Contro il cielo scuro si distende
il corpo robusto, ma luminoso del Cristo passo, tra il dolore trattenuto
dei due dolenti , con gli angeli che raccolgono il prezioso sangue in coppe
tornite.
La campagna di recupero che attende,
invece, allo scoprimento della globalità degli affreschi nel San
Domenico d’Alba, dietro al Duomo, a cura della Famija Albeisa, presieduta
da Giovanni Bressano, data la vastità della chiesa, dovrà
avvalersi di tempi lunghi.
Sono per ora di nuovo fruibili ad
una lettura critica, come sopravvivenze di rilievo, tre episodi delle “Storie
di sant’Antonio abate”, di cultura lombarda, appena oltre la metà
del Trecento, all’interno della cappella absidale di sinistra, già
impreziosita in precedenza da una decorazione ad affresco tardo duecentesca
a forme geometriche e a girali vegetali.
La rappresentazione contempla: le
tentazioni del monaco Antonio tra uno svolazzare di diavoli come neri pipistrelli;
il pane spezzato con l’eremita Paolo nel deserto; e la morte sul monte,
vicino al fiume, del Santo.
Siamo di fronte ad un antecedente
del racconto più espressionistico ed erotico di Jaquerio a Ranverso.

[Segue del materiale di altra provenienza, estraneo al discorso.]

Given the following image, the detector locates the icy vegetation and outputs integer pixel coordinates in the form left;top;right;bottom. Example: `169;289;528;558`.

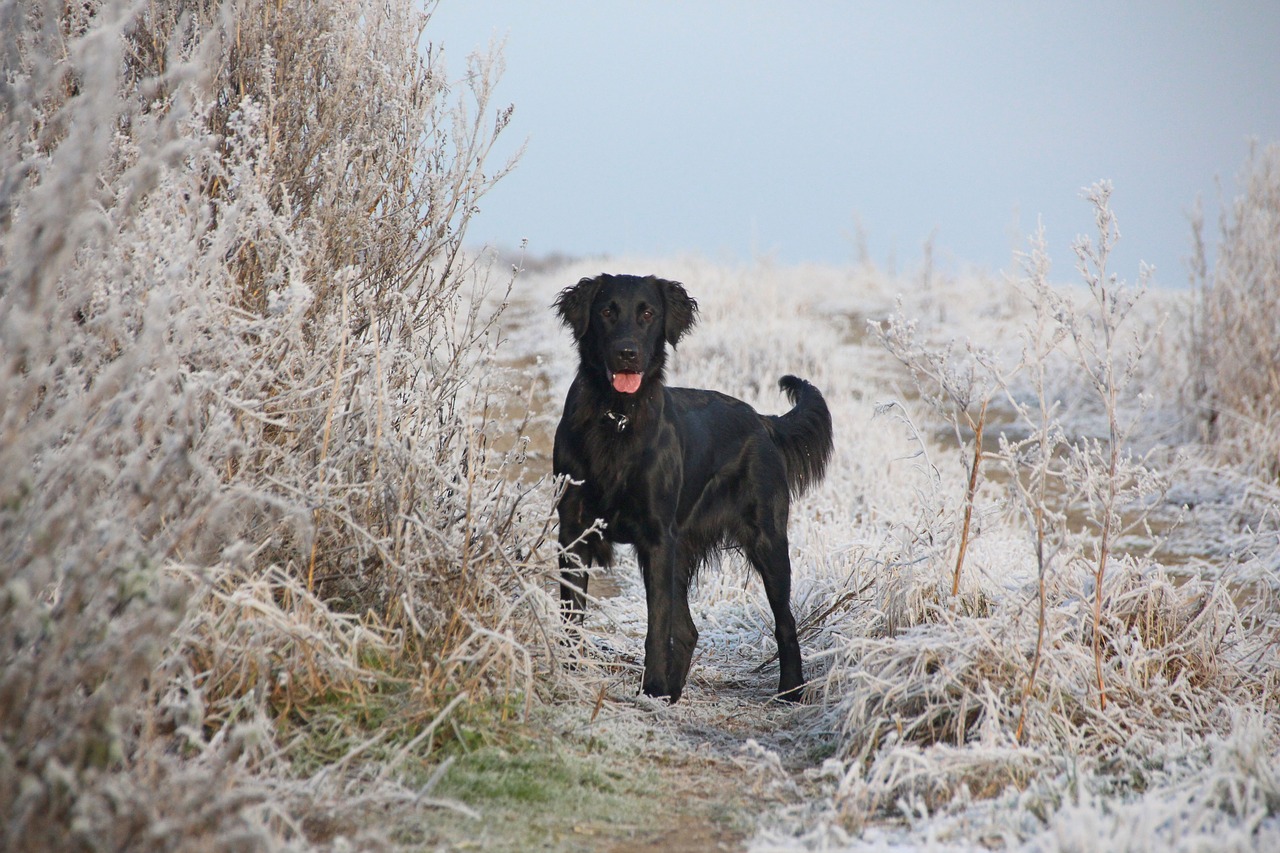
0;0;1280;850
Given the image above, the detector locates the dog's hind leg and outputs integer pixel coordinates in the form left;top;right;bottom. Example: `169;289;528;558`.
667;548;698;702
748;532;804;702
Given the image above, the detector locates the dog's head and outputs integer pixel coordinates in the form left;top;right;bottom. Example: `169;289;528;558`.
556;275;698;394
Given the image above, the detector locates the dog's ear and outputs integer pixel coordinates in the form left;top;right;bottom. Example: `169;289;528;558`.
554;277;600;341
658;278;698;346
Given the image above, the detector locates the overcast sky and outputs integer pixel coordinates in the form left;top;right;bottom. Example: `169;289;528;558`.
428;0;1280;286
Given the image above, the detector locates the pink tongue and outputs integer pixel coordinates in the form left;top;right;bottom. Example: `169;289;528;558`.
613;373;640;394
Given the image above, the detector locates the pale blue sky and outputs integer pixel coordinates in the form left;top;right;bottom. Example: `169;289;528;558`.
428;0;1280;286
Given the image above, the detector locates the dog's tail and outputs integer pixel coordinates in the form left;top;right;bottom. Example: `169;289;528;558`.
764;377;832;494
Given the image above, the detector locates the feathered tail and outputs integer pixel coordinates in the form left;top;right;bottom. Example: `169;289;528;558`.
763;377;832;494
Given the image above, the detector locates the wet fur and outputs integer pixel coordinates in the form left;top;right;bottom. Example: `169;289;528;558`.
554;275;832;702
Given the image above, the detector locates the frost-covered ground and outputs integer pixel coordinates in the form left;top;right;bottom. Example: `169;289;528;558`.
488;253;1280;850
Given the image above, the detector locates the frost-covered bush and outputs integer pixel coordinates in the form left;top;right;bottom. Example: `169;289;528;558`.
1189;143;1280;480
0;0;547;849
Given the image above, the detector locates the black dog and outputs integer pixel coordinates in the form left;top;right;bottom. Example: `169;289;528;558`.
554;275;831;702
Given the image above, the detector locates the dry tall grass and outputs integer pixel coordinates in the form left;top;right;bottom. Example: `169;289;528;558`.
0;0;560;849
1189;143;1280;480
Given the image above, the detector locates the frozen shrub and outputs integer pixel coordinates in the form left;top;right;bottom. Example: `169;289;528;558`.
1190;143;1280;479
0;0;548;849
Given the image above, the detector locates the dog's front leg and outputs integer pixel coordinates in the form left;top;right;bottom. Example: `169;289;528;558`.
636;534;680;702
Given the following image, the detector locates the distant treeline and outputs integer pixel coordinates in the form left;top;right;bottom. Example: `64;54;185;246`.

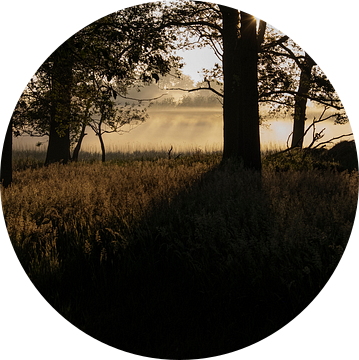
151;94;222;108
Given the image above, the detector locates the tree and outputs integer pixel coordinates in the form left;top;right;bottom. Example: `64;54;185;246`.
45;38;73;165
0;119;12;188
88;85;148;162
14;3;179;163
162;1;261;170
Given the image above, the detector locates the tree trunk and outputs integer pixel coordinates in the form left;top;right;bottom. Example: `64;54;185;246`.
219;5;261;170
0;117;12;188
45;41;72;165
72;123;87;162
238;11;261;171
98;115;106;162
291;52;314;148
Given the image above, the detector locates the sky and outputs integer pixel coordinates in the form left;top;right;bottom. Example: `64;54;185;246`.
13;15;352;151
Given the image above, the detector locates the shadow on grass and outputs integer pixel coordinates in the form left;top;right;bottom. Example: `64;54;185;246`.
69;162;306;359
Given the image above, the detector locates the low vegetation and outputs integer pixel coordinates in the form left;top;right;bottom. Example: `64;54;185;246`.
1;143;359;359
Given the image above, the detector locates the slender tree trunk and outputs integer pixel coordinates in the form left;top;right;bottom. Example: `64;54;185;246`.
98;115;106;162
219;4;241;159
0;117;12;188
239;11;261;171
219;5;261;170
45;41;72;165
291;52;314;148
72;123;87;162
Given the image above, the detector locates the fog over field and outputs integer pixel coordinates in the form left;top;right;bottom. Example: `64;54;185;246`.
13;107;354;152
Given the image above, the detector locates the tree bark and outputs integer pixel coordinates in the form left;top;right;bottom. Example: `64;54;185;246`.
238;11;261;171
45;41;72;165
0;117;12;188
218;4;240;159
72;124;87;162
219;5;261;171
98;115;106;162
291;52;314;148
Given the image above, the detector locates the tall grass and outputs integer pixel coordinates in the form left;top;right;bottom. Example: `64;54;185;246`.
1;146;359;359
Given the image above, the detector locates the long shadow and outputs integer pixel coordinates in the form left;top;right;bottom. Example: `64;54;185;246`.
79;161;300;359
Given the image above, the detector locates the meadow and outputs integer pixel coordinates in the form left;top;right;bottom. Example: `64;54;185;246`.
0;142;359;359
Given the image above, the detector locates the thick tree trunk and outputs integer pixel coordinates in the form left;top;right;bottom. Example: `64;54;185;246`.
45;41;72;165
0;117;12;188
291;52;314;148
219;5;261;170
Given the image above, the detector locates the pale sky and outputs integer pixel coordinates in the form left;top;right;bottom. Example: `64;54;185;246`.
177;47;221;83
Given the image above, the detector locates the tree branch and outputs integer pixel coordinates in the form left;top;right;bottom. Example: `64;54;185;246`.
313;133;354;149
166;80;223;98
117;89;170;101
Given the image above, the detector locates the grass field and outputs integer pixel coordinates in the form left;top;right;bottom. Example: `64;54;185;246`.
0;142;359;359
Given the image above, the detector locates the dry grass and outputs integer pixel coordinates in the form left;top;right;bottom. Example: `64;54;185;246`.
1;153;359;359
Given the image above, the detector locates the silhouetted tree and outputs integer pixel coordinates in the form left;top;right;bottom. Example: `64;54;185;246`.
14;3;178;163
0;118;12;188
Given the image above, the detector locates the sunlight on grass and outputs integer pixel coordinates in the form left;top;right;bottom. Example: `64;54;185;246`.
0;147;359;358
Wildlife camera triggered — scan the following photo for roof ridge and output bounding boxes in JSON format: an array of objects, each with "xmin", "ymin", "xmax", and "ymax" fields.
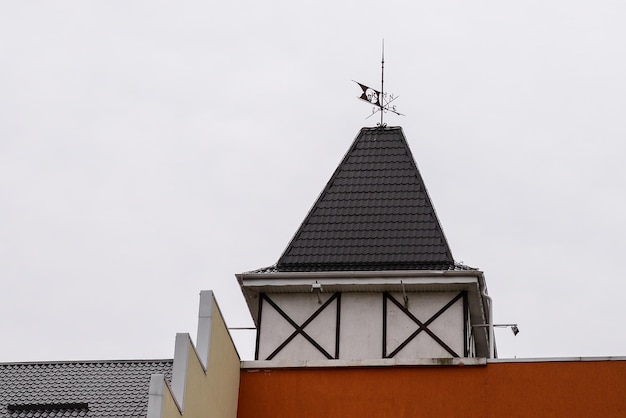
[{"xmin": 0, "ymin": 359, "xmax": 174, "ymax": 366}]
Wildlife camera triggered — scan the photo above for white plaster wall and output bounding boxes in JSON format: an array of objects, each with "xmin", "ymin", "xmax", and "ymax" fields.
[
  {"xmin": 259, "ymin": 292, "xmax": 464, "ymax": 361},
  {"xmin": 339, "ymin": 293, "xmax": 383, "ymax": 360}
]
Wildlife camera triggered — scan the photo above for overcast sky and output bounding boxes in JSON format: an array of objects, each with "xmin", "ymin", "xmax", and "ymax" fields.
[{"xmin": 0, "ymin": 0, "xmax": 626, "ymax": 362}]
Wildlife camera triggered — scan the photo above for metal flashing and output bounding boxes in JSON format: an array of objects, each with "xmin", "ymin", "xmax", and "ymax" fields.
[{"xmin": 241, "ymin": 357, "xmax": 487, "ymax": 372}]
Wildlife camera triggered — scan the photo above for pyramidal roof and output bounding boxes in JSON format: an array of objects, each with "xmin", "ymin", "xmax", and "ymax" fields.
[{"xmin": 275, "ymin": 127, "xmax": 455, "ymax": 272}]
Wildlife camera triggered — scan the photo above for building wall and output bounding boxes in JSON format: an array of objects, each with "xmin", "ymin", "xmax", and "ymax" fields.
[
  {"xmin": 258, "ymin": 292, "xmax": 466, "ymax": 361},
  {"xmin": 238, "ymin": 359, "xmax": 626, "ymax": 418},
  {"xmin": 148, "ymin": 291, "xmax": 240, "ymax": 418}
]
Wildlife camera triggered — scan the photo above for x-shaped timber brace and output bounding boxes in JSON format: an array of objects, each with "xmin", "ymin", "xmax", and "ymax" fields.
[
  {"xmin": 255, "ymin": 293, "xmax": 341, "ymax": 360},
  {"xmin": 383, "ymin": 292, "xmax": 469, "ymax": 358}
]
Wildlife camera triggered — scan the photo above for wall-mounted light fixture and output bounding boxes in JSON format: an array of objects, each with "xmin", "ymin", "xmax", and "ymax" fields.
[{"xmin": 311, "ymin": 280, "xmax": 324, "ymax": 305}]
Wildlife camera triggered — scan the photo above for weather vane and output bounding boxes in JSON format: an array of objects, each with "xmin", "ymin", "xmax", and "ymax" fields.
[{"xmin": 352, "ymin": 39, "xmax": 404, "ymax": 126}]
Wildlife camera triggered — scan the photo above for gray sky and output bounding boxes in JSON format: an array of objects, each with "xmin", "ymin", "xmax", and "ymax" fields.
[{"xmin": 0, "ymin": 0, "xmax": 626, "ymax": 361}]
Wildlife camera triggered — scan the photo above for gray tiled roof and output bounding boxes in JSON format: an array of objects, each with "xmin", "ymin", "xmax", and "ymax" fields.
[
  {"xmin": 0, "ymin": 360, "xmax": 172, "ymax": 418},
  {"xmin": 276, "ymin": 127, "xmax": 455, "ymax": 271}
]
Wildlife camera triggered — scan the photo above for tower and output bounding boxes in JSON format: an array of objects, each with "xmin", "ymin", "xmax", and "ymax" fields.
[{"xmin": 237, "ymin": 126, "xmax": 493, "ymax": 362}]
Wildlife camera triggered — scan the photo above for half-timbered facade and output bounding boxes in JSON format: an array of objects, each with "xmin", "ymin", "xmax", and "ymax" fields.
[{"xmin": 237, "ymin": 127, "xmax": 490, "ymax": 361}]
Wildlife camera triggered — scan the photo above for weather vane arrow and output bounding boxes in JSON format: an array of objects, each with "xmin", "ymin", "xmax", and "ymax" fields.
[{"xmin": 352, "ymin": 39, "xmax": 404, "ymax": 126}]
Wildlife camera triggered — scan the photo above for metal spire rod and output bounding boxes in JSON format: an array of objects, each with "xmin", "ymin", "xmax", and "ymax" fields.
[{"xmin": 379, "ymin": 39, "xmax": 385, "ymax": 127}]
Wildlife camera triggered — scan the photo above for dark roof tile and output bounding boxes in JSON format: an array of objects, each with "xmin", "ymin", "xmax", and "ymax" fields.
[
  {"xmin": 275, "ymin": 127, "xmax": 457, "ymax": 271},
  {"xmin": 0, "ymin": 360, "xmax": 172, "ymax": 418}
]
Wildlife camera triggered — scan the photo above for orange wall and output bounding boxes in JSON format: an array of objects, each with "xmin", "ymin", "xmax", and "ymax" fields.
[{"xmin": 238, "ymin": 361, "xmax": 626, "ymax": 418}]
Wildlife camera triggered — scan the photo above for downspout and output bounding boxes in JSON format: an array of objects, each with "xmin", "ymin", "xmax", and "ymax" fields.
[{"xmin": 482, "ymin": 286, "xmax": 496, "ymax": 358}]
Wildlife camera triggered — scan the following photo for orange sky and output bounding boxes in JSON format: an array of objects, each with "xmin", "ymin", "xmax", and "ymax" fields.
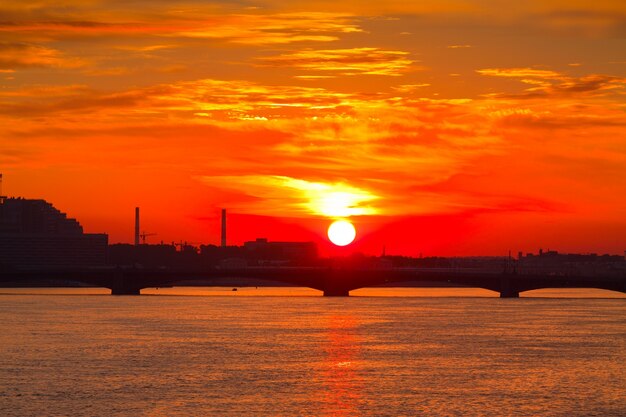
[{"xmin": 0, "ymin": 0, "xmax": 626, "ymax": 255}]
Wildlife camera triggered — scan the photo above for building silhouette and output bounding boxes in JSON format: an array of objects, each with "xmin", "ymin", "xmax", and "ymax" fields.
[{"xmin": 0, "ymin": 198, "xmax": 108, "ymax": 270}]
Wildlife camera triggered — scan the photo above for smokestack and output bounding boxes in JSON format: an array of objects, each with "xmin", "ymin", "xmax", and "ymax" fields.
[
  {"xmin": 135, "ymin": 207, "xmax": 139, "ymax": 246},
  {"xmin": 222, "ymin": 209, "xmax": 226, "ymax": 248}
]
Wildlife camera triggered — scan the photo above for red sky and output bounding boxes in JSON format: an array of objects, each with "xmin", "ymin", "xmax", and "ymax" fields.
[{"xmin": 0, "ymin": 0, "xmax": 626, "ymax": 255}]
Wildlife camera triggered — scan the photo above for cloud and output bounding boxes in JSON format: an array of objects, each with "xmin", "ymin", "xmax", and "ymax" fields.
[
  {"xmin": 477, "ymin": 68, "xmax": 626, "ymax": 98},
  {"xmin": 258, "ymin": 48, "xmax": 414, "ymax": 76},
  {"xmin": 201, "ymin": 175, "xmax": 379, "ymax": 218},
  {"xmin": 0, "ymin": 8, "xmax": 361, "ymax": 45},
  {"xmin": 476, "ymin": 68, "xmax": 562, "ymax": 79},
  {"xmin": 0, "ymin": 42, "xmax": 85, "ymax": 70}
]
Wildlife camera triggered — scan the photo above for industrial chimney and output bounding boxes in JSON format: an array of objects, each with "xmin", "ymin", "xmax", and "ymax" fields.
[
  {"xmin": 135, "ymin": 207, "xmax": 139, "ymax": 246},
  {"xmin": 222, "ymin": 209, "xmax": 226, "ymax": 248}
]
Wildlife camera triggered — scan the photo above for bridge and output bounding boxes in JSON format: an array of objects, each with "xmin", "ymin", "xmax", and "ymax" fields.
[{"xmin": 0, "ymin": 267, "xmax": 626, "ymax": 298}]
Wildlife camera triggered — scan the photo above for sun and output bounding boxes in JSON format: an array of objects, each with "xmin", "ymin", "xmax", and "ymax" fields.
[{"xmin": 328, "ymin": 220, "xmax": 356, "ymax": 246}]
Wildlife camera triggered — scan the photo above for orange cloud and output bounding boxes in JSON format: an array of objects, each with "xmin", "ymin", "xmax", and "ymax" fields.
[
  {"xmin": 258, "ymin": 48, "xmax": 414, "ymax": 76},
  {"xmin": 0, "ymin": 42, "xmax": 85, "ymax": 70},
  {"xmin": 477, "ymin": 68, "xmax": 626, "ymax": 98}
]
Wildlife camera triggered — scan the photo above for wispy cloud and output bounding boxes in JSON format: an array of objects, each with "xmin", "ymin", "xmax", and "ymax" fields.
[
  {"xmin": 258, "ymin": 48, "xmax": 415, "ymax": 76},
  {"xmin": 201, "ymin": 175, "xmax": 379, "ymax": 218},
  {"xmin": 0, "ymin": 42, "xmax": 85, "ymax": 70},
  {"xmin": 477, "ymin": 68, "xmax": 626, "ymax": 98}
]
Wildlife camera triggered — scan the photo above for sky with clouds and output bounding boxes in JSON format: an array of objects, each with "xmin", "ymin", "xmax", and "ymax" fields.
[{"xmin": 0, "ymin": 0, "xmax": 626, "ymax": 255}]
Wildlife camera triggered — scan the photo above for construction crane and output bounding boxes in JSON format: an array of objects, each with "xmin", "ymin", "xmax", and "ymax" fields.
[
  {"xmin": 0, "ymin": 174, "xmax": 7, "ymax": 204},
  {"xmin": 139, "ymin": 232, "xmax": 156, "ymax": 245}
]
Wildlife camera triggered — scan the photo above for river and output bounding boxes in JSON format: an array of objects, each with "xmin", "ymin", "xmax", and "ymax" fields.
[{"xmin": 0, "ymin": 288, "xmax": 626, "ymax": 417}]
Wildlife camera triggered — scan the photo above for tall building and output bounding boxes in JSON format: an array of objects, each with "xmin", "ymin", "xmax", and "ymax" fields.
[{"xmin": 0, "ymin": 198, "xmax": 108, "ymax": 270}]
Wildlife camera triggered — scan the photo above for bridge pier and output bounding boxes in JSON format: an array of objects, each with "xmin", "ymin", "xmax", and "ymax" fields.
[
  {"xmin": 500, "ymin": 289, "xmax": 519, "ymax": 298},
  {"xmin": 111, "ymin": 287, "xmax": 141, "ymax": 295},
  {"xmin": 324, "ymin": 288, "xmax": 350, "ymax": 297}
]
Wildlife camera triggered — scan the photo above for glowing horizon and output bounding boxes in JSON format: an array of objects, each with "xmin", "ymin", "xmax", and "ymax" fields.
[{"xmin": 0, "ymin": 0, "xmax": 626, "ymax": 255}]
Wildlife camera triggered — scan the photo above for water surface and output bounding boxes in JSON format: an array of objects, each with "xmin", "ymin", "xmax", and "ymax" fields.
[{"xmin": 0, "ymin": 288, "xmax": 626, "ymax": 416}]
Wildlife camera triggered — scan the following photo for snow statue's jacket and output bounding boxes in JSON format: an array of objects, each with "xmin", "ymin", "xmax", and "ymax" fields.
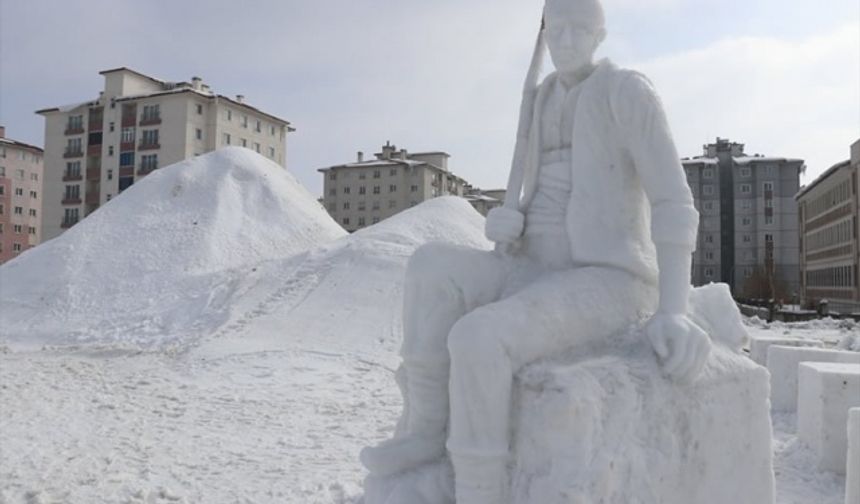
[{"xmin": 520, "ymin": 60, "xmax": 699, "ymax": 282}]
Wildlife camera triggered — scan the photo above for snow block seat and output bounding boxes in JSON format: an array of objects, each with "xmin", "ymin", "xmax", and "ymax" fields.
[
  {"xmin": 797, "ymin": 362, "xmax": 860, "ymax": 474},
  {"xmin": 767, "ymin": 345, "xmax": 860, "ymax": 411},
  {"xmin": 512, "ymin": 344, "xmax": 774, "ymax": 504},
  {"xmin": 845, "ymin": 408, "xmax": 860, "ymax": 504},
  {"xmin": 750, "ymin": 334, "xmax": 824, "ymax": 366}
]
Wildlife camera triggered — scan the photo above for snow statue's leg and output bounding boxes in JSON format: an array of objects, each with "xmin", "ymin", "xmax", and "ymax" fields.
[
  {"xmin": 361, "ymin": 244, "xmax": 507, "ymax": 476},
  {"xmin": 448, "ymin": 268, "xmax": 656, "ymax": 504}
]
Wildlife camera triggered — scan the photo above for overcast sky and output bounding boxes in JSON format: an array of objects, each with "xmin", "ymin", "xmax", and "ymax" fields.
[{"xmin": 0, "ymin": 0, "xmax": 860, "ymax": 194}]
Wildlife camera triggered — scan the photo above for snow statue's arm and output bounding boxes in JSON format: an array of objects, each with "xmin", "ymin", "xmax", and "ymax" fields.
[{"xmin": 614, "ymin": 72, "xmax": 711, "ymax": 381}]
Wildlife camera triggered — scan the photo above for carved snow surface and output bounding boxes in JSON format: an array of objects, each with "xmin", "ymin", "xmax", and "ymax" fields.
[
  {"xmin": 512, "ymin": 342, "xmax": 774, "ymax": 504},
  {"xmin": 0, "ymin": 147, "xmax": 346, "ymax": 346}
]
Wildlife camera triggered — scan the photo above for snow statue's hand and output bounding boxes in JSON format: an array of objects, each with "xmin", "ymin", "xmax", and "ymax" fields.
[
  {"xmin": 484, "ymin": 207, "xmax": 525, "ymax": 243},
  {"xmin": 645, "ymin": 312, "xmax": 711, "ymax": 382}
]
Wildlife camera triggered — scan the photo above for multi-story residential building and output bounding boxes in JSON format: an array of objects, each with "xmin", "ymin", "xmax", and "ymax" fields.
[
  {"xmin": 0, "ymin": 126, "xmax": 43, "ymax": 264},
  {"xmin": 36, "ymin": 68, "xmax": 293, "ymax": 239},
  {"xmin": 318, "ymin": 142, "xmax": 468, "ymax": 232},
  {"xmin": 682, "ymin": 138, "xmax": 805, "ymax": 302},
  {"xmin": 797, "ymin": 140, "xmax": 860, "ymax": 313}
]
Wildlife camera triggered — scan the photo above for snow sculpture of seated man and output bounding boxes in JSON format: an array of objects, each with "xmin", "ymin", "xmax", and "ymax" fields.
[{"xmin": 362, "ymin": 0, "xmax": 711, "ymax": 504}]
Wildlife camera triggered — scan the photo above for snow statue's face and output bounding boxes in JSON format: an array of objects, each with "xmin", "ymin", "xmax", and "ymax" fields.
[{"xmin": 544, "ymin": 0, "xmax": 606, "ymax": 73}]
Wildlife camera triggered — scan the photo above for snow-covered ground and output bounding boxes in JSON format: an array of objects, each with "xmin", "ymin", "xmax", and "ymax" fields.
[{"xmin": 0, "ymin": 149, "xmax": 857, "ymax": 504}]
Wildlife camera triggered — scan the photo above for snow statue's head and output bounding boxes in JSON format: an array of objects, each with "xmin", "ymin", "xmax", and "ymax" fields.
[{"xmin": 543, "ymin": 0, "xmax": 606, "ymax": 73}]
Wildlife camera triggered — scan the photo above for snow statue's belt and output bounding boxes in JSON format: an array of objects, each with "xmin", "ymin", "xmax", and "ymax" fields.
[{"xmin": 365, "ymin": 285, "xmax": 774, "ymax": 504}]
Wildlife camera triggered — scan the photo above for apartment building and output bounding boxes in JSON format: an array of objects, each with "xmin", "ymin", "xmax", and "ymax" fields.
[
  {"xmin": 682, "ymin": 138, "xmax": 805, "ymax": 302},
  {"xmin": 0, "ymin": 126, "xmax": 43, "ymax": 264},
  {"xmin": 36, "ymin": 67, "xmax": 294, "ymax": 240},
  {"xmin": 797, "ymin": 140, "xmax": 860, "ymax": 313},
  {"xmin": 318, "ymin": 142, "xmax": 468, "ymax": 232}
]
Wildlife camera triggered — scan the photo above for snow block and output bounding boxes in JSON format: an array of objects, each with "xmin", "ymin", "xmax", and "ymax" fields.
[
  {"xmin": 750, "ymin": 335, "xmax": 824, "ymax": 366},
  {"xmin": 797, "ymin": 362, "xmax": 860, "ymax": 474},
  {"xmin": 512, "ymin": 345, "xmax": 774, "ymax": 504},
  {"xmin": 767, "ymin": 345, "xmax": 860, "ymax": 411},
  {"xmin": 845, "ymin": 408, "xmax": 860, "ymax": 504}
]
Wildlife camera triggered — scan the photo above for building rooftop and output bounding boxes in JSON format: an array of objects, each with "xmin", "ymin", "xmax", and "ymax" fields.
[{"xmin": 794, "ymin": 160, "xmax": 851, "ymax": 199}]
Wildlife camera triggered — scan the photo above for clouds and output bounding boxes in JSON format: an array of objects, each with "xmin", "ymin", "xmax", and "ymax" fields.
[{"xmin": 0, "ymin": 0, "xmax": 860, "ymax": 193}]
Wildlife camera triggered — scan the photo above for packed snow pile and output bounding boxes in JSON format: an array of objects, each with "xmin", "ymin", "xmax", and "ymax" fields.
[
  {"xmin": 0, "ymin": 147, "xmax": 346, "ymax": 346},
  {"xmin": 513, "ymin": 342, "xmax": 774, "ymax": 504},
  {"xmin": 199, "ymin": 197, "xmax": 491, "ymax": 365}
]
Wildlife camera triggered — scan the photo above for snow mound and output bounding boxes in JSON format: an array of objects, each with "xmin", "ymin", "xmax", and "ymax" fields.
[
  {"xmin": 0, "ymin": 147, "xmax": 346, "ymax": 346},
  {"xmin": 200, "ymin": 197, "xmax": 492, "ymax": 365}
]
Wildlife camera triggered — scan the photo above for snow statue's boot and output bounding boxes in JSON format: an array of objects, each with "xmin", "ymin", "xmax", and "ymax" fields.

In quanto fonte letteraria principale,
durante il Medioevo, venne utilizzata per la conoscenza del monachesimo
orientale delle origini la “Vita di Antonio”, scritta nel quarto secolo
da sant’Anasta-sio, poco dopo la morte del grande anacoreta: aperta alle
varianti, naturalmente, nella trasposizione figurativa, dovute alla particolare
sensibilità degli interpreti.
E’ così evidente che la parola
scritta, in questo caso un testo agiografico, nel suo calarsi in immagine,
secondo una linearità di tipo narrativo, costruiva un più
percorribile “ponte” comunicativo coi fedeli. Già sant’Agostino
aveva avanzato la metafora della parete decorata come “codex publicus”
che tutti possono vedere.
Dopo, ad Alba, s’aprirà la
stagione di Barnaba da Modena, con l’invio da Genova di un esemplare su
tavola a fondo oro lavorato della “Madonna allattante il Figlio”, nel 1377,
per il coro notturno della chiesa di S. Francesco, ora in S. Giovanni.